Devolution means the transfer of some powers from government to Greater Lincolnshire in policy areas that could include; education & training, health & care, transport, justice & policing, agriculture, taxation, and sport & the arts.
Devolution means more targeted funding resources to Greater Lincolnshire aligned with the powers devolved.
Devolution means that spending priority decisions are made locally.
Devolution is not new. Areas that already have devolution include Manchester, Tees Valley and Cornwall.

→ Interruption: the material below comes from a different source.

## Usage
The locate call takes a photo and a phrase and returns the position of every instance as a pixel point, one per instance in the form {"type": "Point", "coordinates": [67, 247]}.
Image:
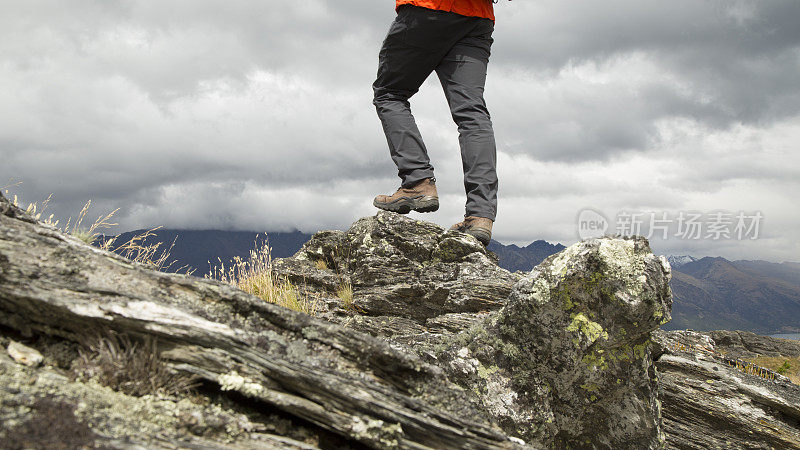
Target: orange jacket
{"type": "Point", "coordinates": [470, 8]}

In 2021 the Government invited local leaders to bring forward bold plans for devolving powers to local areas and to work together to help level up the UK. In February 2022, the Government's Levelling Up White Paper set out a framework for devolution. Council leaders across Greater Lincolnshire are now working together to develop plans to enable Lincolnshire to reach its full potential.
If devolution is right for Greater Lincolnshire, the Government would transfer some of its powers, services, and budgets through a Lincolnshire Deal to enable integration with existing services and target them to local need and economic growth.
Devolution shifts three types of power to local leaders
- Full devolution of budgets to include decision making and accountability for delivery to meet local need
- Joint commissioning of services designed to fit local need & shared responsibility with Government for delivery
- Piloting innovation and funding to develop new approaches to changing local needs.
Securing a Lincolnshire Deal is a complex process which will take time, and involve local authorities working together, along with business bodies.